The problem is that many of these radical operations for pilonidal disease: 1) often don’t work and can lead to a recurrence as they fail to shallow the cleft, eliminate dead space under the skin surface, and don’t lateralize the incision, and 2) even if they eventually fix the problem, often the recovery is long and requires extensive wound care which is often miserable for the patient and his/her caregiver. If these operations fail, they often make the problem worse. Moreover, few surgeons want to tackle pilonidal disease. Even fewer care to operate on patients that have failed surgery from other surgeons.  

When I started my Colon and Rectal Surgery fellowship in 1999, I was reluctant to treat patients with Pilonidal Disease as I had seen the product of many radical procedures during my training. The turning point came during my fellowship when I expressed this concern to a mentor who knew of “a better way” to treat the disease, and he invited me to learn from him.

Through my fellowship experience and visits with father-son surgeons John and Tom Bascom (John was the developer of the Cleft Lift Procedure), I learned that the Cleft Lift technique made sense and worked.  It was a true game changer.
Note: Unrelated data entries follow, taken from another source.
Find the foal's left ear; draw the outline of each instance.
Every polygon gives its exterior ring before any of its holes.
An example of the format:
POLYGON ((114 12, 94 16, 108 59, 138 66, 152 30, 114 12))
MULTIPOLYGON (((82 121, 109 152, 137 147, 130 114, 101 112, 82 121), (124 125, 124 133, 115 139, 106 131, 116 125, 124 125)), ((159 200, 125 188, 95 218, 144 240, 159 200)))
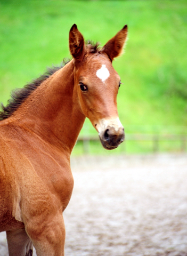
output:
POLYGON ((74 24, 69 31, 69 45, 72 56, 77 61, 83 60, 86 53, 86 46, 82 34, 74 24))
POLYGON ((123 50, 127 36, 127 25, 125 25, 115 36, 109 40, 101 49, 101 52, 107 53, 111 61, 119 56, 123 50))

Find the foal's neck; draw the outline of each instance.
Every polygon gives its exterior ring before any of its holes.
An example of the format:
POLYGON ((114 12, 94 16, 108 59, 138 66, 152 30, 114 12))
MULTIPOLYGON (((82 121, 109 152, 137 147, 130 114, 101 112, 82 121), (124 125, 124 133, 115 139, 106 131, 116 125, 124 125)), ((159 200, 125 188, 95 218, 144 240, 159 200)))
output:
POLYGON ((85 118, 74 86, 74 61, 44 81, 20 108, 21 124, 70 154, 85 118))

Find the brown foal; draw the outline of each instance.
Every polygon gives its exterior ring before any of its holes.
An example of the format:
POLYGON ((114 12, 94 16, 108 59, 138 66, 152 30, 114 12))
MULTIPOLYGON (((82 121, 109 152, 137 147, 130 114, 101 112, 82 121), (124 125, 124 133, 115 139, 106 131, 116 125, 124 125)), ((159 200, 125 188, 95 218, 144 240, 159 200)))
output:
POLYGON ((10 256, 64 255, 62 212, 74 179, 70 156, 88 117, 103 146, 124 140, 116 98, 120 83, 112 62, 127 27, 102 47, 86 45, 72 26, 72 59, 14 93, 0 113, 0 231, 10 256))

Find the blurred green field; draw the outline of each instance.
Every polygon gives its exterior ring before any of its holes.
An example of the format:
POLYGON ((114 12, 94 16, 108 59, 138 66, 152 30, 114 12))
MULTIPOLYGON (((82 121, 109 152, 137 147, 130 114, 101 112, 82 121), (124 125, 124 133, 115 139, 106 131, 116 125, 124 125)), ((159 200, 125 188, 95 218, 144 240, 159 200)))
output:
MULTIPOLYGON (((1 0, 0 102, 70 57, 74 23, 85 39, 102 45, 128 25, 125 54, 113 62, 124 84, 118 105, 127 133, 186 133, 185 0, 1 0)), ((94 133, 86 120, 82 134, 94 133)), ((139 147, 126 150, 143 151, 139 147)))

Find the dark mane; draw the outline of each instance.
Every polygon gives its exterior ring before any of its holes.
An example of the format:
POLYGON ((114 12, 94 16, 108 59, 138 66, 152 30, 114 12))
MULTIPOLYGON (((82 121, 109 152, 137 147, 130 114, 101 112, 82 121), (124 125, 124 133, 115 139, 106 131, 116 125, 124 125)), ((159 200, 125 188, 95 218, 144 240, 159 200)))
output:
POLYGON ((47 79, 56 71, 63 68, 69 61, 70 60, 63 60, 60 66, 48 68, 45 73, 38 78, 34 80, 32 83, 27 84, 23 88, 13 90, 11 93, 11 98, 9 100, 7 106, 5 107, 3 103, 1 104, 2 110, 0 111, 0 121, 7 119, 11 116, 32 92, 39 86, 43 82, 47 79))
POLYGON ((101 43, 99 42, 95 43, 92 41, 88 40, 86 41, 86 44, 87 49, 88 49, 89 52, 92 53, 99 53, 101 49, 101 47, 99 47, 101 43))

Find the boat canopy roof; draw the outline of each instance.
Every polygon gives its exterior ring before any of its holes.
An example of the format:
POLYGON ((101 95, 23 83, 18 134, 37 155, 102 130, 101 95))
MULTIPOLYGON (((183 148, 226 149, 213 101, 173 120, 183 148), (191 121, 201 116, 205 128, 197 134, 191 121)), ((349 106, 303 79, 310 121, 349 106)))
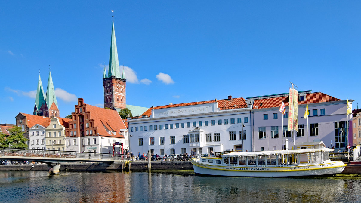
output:
POLYGON ((264 156, 268 155, 278 155, 293 154, 304 154, 320 152, 330 152, 334 149, 329 148, 318 148, 316 149, 306 149, 304 150, 274 150, 273 151, 262 151, 260 152, 231 152, 222 155, 222 157, 231 156, 264 156))

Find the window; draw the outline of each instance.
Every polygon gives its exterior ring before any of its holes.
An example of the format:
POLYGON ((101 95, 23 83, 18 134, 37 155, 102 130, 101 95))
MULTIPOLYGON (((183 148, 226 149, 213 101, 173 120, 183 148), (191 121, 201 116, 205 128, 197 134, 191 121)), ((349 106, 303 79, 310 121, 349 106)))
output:
POLYGON ((190 134, 190 142, 199 142, 199 133, 195 133, 190 134))
POLYGON ((268 114, 264 114, 263 115, 263 120, 268 120, 268 114))
POLYGON ((319 109, 319 115, 325 116, 326 115, 326 111, 325 109, 319 109))
MULTIPOLYGON (((267 115, 266 114, 266 115, 267 115)), ((258 139, 266 139, 266 127, 258 128, 258 139)))
POLYGON ((283 115, 284 118, 286 118, 288 117, 288 112, 286 112, 286 113, 284 114, 284 115, 283 115))
POLYGON ((305 137, 305 124, 299 124, 297 125, 297 134, 296 137, 305 137))
POLYGON ((317 136, 318 135, 318 124, 310 124, 310 136, 317 136))
POLYGON ((243 118, 243 122, 244 123, 248 122, 248 117, 245 117, 243 118))
POLYGON ((242 123, 242 118, 237 118, 237 123, 242 123))
POLYGON ((234 118, 231 118, 231 124, 234 124, 234 118))
POLYGON ((170 144, 175 144, 175 136, 170 136, 170 144))
POLYGON ((186 148, 182 148, 182 154, 186 154, 187 153, 187 149, 186 148))
POLYGON ((314 109, 312 110, 312 116, 316 116, 317 115, 317 109, 314 109))
POLYGON ((154 144, 154 137, 149 138, 149 144, 154 144))
POLYGON ((288 126, 283 126, 283 137, 290 138, 291 137, 291 131, 288 131, 288 126))
POLYGON ((271 138, 278 138, 278 126, 271 126, 271 138))
POLYGON ((277 113, 273 113, 273 119, 277 119, 278 118, 278 115, 277 113))
POLYGON ((219 142, 221 141, 221 133, 217 133, 214 134, 214 141, 219 142))
POLYGON ((189 143, 189 135, 183 135, 183 143, 186 144, 189 143))
POLYGON ((239 139, 247 139, 247 136, 245 130, 243 130, 243 136, 242 136, 242 130, 239 131, 239 139))
POLYGON ((229 140, 236 140, 236 131, 229 131, 229 140))

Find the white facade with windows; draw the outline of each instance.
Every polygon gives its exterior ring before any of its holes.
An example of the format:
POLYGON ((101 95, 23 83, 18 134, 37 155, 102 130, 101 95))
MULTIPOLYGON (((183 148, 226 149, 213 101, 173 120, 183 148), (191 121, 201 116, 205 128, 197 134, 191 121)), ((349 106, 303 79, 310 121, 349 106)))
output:
POLYGON ((243 98, 229 99, 151 108, 150 115, 129 118, 131 151, 136 154, 151 150, 162 155, 190 154, 191 150, 198 154, 241 150, 243 146, 244 151, 249 150, 252 105, 243 98), (232 99, 242 106, 224 104, 232 99))

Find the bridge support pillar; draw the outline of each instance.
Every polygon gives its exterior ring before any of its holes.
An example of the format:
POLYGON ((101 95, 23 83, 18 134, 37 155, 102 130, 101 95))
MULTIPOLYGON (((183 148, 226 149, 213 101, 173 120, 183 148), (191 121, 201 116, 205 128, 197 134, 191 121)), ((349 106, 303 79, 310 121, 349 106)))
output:
POLYGON ((49 167, 49 174, 50 175, 54 175, 59 173, 59 169, 60 168, 60 164, 57 164, 53 167, 50 164, 48 164, 49 167))

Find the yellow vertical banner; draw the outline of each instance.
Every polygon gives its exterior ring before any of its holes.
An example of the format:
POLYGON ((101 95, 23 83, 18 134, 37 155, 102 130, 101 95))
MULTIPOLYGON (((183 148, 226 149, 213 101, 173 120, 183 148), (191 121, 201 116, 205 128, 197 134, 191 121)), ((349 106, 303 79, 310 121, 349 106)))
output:
POLYGON ((290 96, 288 96, 288 131, 293 129, 293 90, 290 88, 290 96))
POLYGON ((293 128, 297 131, 298 124, 298 91, 293 89, 293 128))

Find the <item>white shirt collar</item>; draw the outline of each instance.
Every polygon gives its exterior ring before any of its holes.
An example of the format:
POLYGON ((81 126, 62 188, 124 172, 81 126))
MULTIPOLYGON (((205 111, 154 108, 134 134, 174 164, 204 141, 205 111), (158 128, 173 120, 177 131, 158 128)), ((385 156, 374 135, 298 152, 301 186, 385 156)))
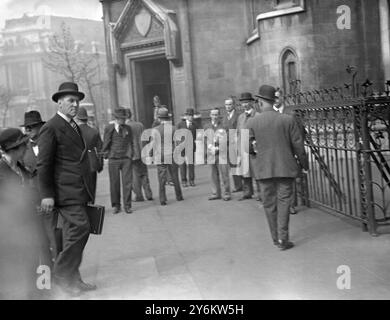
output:
POLYGON ((63 114, 61 111, 57 111, 57 114, 64 119, 67 123, 70 123, 72 119, 70 119, 67 115, 63 114))

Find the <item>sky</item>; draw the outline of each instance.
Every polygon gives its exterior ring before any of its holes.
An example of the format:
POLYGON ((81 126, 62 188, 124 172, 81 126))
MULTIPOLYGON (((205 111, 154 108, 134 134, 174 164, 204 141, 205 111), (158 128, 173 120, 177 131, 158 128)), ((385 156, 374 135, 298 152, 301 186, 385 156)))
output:
POLYGON ((99 0, 0 0, 0 29, 6 19, 20 18, 24 13, 52 14, 101 20, 99 0))

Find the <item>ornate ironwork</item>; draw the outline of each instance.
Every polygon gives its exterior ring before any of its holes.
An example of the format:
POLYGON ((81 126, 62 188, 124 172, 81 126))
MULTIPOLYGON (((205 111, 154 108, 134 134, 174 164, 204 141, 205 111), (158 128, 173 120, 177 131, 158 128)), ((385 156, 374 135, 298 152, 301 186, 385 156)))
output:
POLYGON ((372 235, 390 223, 390 80, 295 92, 284 97, 306 131, 311 170, 306 203, 361 221, 372 235))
I performed hundreds of Cleft Lift Procedures over the following decade and increasingly difficult cases obliged me to innovate variations and my technique has evolved over time and continues to do so. 

I am convinced that the Cleft Lift Procedure is the best procedure for all forms of pilonidal disease requiring surgery.  I have performed more than 1,500 cases since 2000.  While it’s impossible to have perfect results, I have been able to make the Cleft Lift Procedure quite reliable and have less than a 1% reoperation rate.  For those patients who did require a second operation, so far, they are all cured.  So, the Cleft Lift Procedure seems to be a curative operation.

So why do I want to operate on patients with difficult pilonidal problems? 1) I truly am gratified when I am able improve a patient’s quality of life, and 2) the operation that I perform cures almost every patient, even when they’ve failed prior surgical attempts.  It gives patients their life back!

I am committed to helping cure pilonidal patients of their disease, and, in the long run, wish to change the way other doctors treat patients with pilonidal disease as I strongly feel that we surgeons need to do a better job in the way we treat patients with pilonidal disease.  I am committed to helping teach and disseminate this technique.